Promptness is typically not a high priority in Brazil. It is common for one to wait a while for their associate's arrival. Despite this, it is seen as polite for the guest to show up on time for a meeting. In Sao Paulo and Brasilia, the meetings tend to start on time. In Rio de Janeiro and other cities, it is okay to arrive slightly late. Important decisions are usually always said in person opposed to by email or over the phone. This occurs because eye contact is crucial in Brazil. If there is an interpreter in a meeting, answers should be given to the person who asked the question instead of the interpreter.

Business Dress Code

  • To feel comfortable in Brazil's tropical climate, wear clothing made of light materials that will help keep you cool. Light cottons and similar natural fibers are usually good choices.
  • Not all taxi cabs have air conditioner, unless you request a "special taxi cab". Make sure you ask the driver about air conditioner before getting on board.
  • Seasons in Brazil are opposite to those in North America; June, July and August is winter and December, January, and February is summer.
  • Men should wear dark suits in black, charcoal gray, or navy blue. Depending on the industry, light colors in the summer months are acceptable. Dark is better if you are traveling because it hides any dirt better.
  • Select ties that are well-made and conservative. Fancy and cartoon ties will reinforce an image of "gringo"
  • Ensure that your shoes are polished and kept in good condition.
  • Wardrobe options for women include conservative dresses, suits, pantsuits, skirts, and blouses. While you should dress conservatively, strive for an elegant, rather than 'frumpish', appearance.
  • On few occasions for formal business entertaining, dark suits for men are the appropriate formal wear. Sport social will be the choice for most of the other cases.
  • On occasions for business entertaining, elegant dresses or skirts and blouses are appropriate formal wear for women. That famous 'little black dress' is perfect on all occasions.
  • The colors of the Brazilian flag are green and yellow. Wearing this color combination will only make you an object of ridicule.
  • Even if you're just taking a walk through the streets or shopping, be sure to dress well. There is a cultural requirement that people of higher classes dress better than the others. Khakis or other pants and an attractive long-sleeved shirt are acceptable for men; women should wear a nice pair of pants or a skirt.

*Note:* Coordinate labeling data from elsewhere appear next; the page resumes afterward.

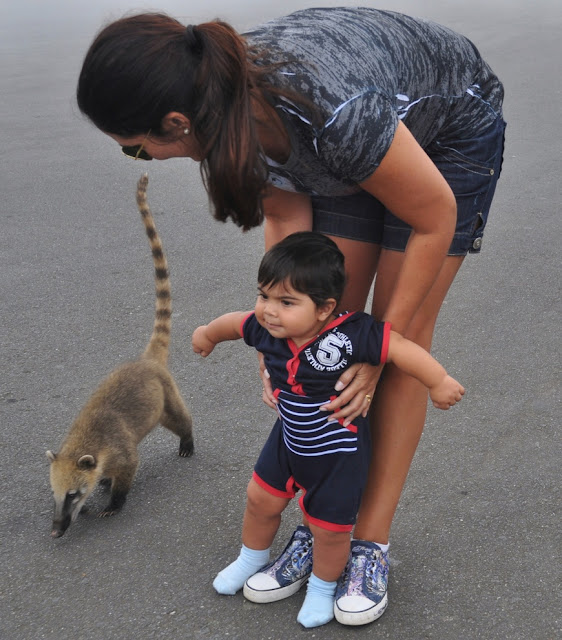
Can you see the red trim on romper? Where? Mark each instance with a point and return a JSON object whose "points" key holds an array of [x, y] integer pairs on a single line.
{"points": [[322, 524], [243, 322], [385, 341], [272, 490]]}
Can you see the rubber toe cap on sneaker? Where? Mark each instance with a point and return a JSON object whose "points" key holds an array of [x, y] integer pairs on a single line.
{"points": [[262, 582], [357, 610]]}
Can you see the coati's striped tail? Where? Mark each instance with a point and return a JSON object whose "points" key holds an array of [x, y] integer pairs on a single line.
{"points": [[157, 348]]}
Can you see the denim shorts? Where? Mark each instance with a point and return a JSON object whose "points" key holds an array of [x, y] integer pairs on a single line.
{"points": [[471, 167]]}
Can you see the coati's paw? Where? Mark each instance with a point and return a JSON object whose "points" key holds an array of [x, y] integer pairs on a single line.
{"points": [[186, 447]]}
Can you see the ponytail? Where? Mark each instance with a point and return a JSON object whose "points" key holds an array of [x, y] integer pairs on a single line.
{"points": [[140, 68], [233, 169]]}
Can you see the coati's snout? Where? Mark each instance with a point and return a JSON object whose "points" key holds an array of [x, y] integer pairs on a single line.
{"points": [[72, 483]]}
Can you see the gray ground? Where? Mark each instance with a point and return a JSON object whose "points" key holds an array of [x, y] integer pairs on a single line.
{"points": [[476, 540]]}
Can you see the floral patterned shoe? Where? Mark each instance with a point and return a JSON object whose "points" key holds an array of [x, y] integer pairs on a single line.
{"points": [[361, 595], [286, 575]]}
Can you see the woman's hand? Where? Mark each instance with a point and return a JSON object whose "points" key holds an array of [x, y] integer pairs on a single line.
{"points": [[201, 343], [447, 393], [267, 395], [358, 383]]}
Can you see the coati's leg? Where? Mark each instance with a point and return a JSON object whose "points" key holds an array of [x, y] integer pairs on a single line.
{"points": [[120, 486], [177, 419]]}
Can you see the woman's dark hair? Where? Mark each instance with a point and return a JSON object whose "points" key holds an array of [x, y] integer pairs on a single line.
{"points": [[310, 262], [140, 68]]}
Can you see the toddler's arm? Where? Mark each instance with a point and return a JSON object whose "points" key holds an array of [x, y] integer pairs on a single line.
{"points": [[444, 391], [226, 327]]}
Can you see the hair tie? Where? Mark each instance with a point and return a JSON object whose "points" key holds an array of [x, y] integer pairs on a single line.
{"points": [[193, 39]]}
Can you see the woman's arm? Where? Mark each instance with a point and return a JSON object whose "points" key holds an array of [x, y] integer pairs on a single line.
{"points": [[285, 212], [226, 327]]}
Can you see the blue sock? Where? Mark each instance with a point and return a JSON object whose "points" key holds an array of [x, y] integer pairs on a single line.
{"points": [[318, 606], [232, 578]]}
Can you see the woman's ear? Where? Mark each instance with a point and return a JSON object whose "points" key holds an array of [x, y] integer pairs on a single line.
{"points": [[325, 310], [176, 120]]}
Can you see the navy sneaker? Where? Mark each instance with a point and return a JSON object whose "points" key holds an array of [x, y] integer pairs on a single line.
{"points": [[361, 595], [286, 575]]}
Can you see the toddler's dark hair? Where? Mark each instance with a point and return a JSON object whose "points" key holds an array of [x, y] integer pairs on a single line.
{"points": [[310, 262]]}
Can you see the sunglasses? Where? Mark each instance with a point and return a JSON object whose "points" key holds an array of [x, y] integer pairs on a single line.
{"points": [[136, 151]]}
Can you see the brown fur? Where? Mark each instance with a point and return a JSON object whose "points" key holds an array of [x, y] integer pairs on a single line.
{"points": [[127, 405]]}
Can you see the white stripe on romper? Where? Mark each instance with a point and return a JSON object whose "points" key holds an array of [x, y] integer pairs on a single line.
{"points": [[307, 431]]}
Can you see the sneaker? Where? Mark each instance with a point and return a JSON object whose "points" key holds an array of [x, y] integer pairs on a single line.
{"points": [[361, 595], [286, 575]]}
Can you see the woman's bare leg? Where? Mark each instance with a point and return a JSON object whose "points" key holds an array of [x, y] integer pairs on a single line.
{"points": [[399, 407]]}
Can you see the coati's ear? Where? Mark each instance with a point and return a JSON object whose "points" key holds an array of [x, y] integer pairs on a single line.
{"points": [[86, 462]]}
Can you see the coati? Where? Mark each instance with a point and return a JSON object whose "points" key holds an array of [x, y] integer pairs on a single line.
{"points": [[102, 442]]}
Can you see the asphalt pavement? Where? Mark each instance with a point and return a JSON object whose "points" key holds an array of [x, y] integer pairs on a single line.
{"points": [[475, 546]]}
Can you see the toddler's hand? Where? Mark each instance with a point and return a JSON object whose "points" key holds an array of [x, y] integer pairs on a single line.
{"points": [[447, 393], [201, 344]]}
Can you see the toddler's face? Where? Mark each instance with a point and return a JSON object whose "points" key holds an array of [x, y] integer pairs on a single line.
{"points": [[286, 313]]}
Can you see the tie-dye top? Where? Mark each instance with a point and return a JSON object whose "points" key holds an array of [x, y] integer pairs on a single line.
{"points": [[364, 70]]}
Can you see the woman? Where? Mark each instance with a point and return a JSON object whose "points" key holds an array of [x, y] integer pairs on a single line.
{"points": [[382, 131]]}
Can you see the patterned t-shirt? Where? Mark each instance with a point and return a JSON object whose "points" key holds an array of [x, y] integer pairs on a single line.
{"points": [[364, 70]]}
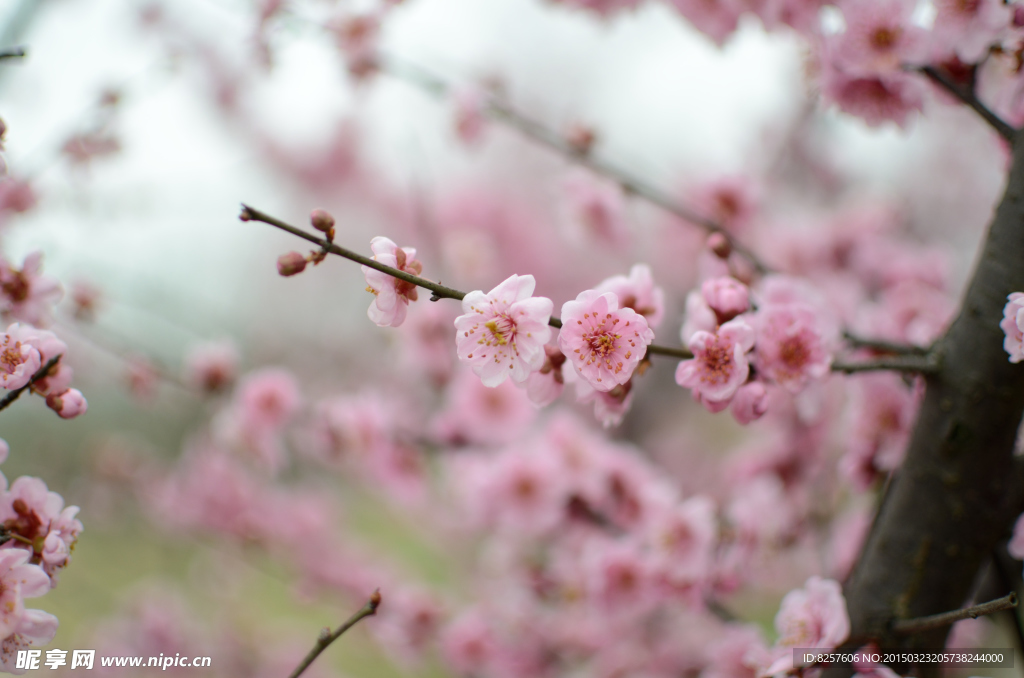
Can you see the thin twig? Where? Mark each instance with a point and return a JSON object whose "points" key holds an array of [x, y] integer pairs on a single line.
{"points": [[907, 627], [40, 374], [967, 95], [327, 637], [914, 364], [12, 52], [883, 345], [545, 136]]}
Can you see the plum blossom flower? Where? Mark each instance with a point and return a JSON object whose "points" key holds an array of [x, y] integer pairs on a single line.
{"points": [[391, 295], [719, 366], [637, 292], [18, 358], [26, 295], [502, 333], [813, 617], [792, 349], [603, 342], [1013, 327]]}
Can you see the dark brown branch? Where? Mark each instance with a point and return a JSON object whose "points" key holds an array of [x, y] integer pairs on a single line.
{"points": [[914, 364], [12, 52], [883, 345], [954, 497], [40, 374], [327, 636], [907, 627], [967, 95], [545, 136]]}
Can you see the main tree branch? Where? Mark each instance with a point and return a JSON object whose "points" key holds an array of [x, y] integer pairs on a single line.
{"points": [[954, 497], [545, 136]]}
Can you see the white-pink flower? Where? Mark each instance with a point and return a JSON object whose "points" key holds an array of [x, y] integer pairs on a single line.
{"points": [[391, 295], [812, 617], [603, 342], [719, 366], [637, 292], [1013, 327], [502, 333], [792, 349], [18, 358]]}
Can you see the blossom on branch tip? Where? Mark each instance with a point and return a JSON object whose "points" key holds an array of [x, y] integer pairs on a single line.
{"points": [[603, 342], [719, 366], [1013, 327], [391, 295], [502, 333]]}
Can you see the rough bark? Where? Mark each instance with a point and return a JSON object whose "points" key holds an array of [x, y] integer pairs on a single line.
{"points": [[954, 497]]}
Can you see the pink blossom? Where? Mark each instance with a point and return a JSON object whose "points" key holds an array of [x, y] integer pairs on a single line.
{"points": [[750, 403], [391, 295], [26, 295], [502, 333], [637, 292], [699, 316], [726, 296], [34, 628], [18, 580], [791, 347], [719, 366], [1016, 545], [19, 359], [212, 366], [69, 404], [880, 37], [970, 28], [597, 207], [1013, 327], [873, 98], [813, 617], [604, 343], [41, 520]]}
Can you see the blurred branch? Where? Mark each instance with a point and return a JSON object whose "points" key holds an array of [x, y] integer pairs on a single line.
{"points": [[907, 627], [327, 636], [966, 93], [40, 374], [545, 136]]}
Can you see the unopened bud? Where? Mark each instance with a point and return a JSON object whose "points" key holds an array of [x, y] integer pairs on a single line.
{"points": [[291, 263], [322, 220], [719, 244]]}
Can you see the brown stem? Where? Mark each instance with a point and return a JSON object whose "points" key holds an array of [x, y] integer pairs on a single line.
{"points": [[954, 496], [40, 374], [327, 637], [907, 627], [545, 136]]}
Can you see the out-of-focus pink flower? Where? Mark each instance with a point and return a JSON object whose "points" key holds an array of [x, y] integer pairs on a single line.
{"points": [[750, 403], [969, 29], [212, 366], [596, 206], [604, 343], [391, 295], [726, 296], [792, 348], [873, 98], [27, 295], [719, 366], [637, 292], [69, 404], [1013, 327], [502, 333], [19, 359], [880, 37], [813, 617]]}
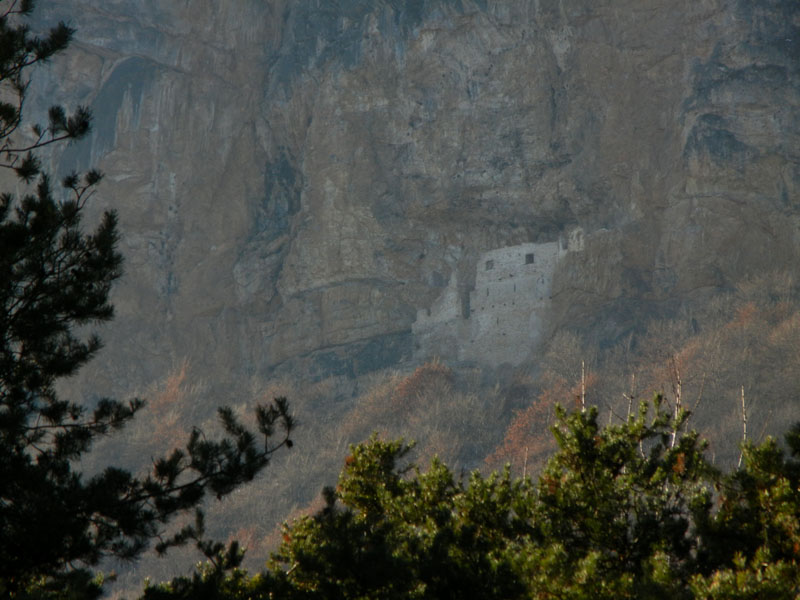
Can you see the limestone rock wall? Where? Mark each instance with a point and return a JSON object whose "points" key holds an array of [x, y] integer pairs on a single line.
{"points": [[296, 180]]}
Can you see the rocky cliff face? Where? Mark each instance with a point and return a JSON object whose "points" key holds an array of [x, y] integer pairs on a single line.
{"points": [[296, 180]]}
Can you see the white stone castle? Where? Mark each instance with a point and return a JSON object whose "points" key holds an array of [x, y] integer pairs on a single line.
{"points": [[500, 320]]}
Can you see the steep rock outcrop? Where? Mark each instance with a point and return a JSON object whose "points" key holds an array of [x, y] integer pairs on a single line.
{"points": [[297, 180]]}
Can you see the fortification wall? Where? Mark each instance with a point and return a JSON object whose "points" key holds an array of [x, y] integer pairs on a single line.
{"points": [[506, 307]]}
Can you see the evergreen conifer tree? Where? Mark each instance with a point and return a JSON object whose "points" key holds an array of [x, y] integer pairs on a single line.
{"points": [[55, 280]]}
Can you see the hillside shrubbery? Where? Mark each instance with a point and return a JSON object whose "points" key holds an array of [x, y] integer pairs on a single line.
{"points": [[629, 510]]}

Brazilians pride themselves on dressing well and looking polished. Men are supposed to dress conservatively in dark suits.  For women, elegant suits or dresses are almost always expected. It is also important to wear quality accessories in a meeting to be a sign of status and power. Any clothing that consists of the combination of Green and Yellow should not be worn since they represent the colors of Brazil’s flag.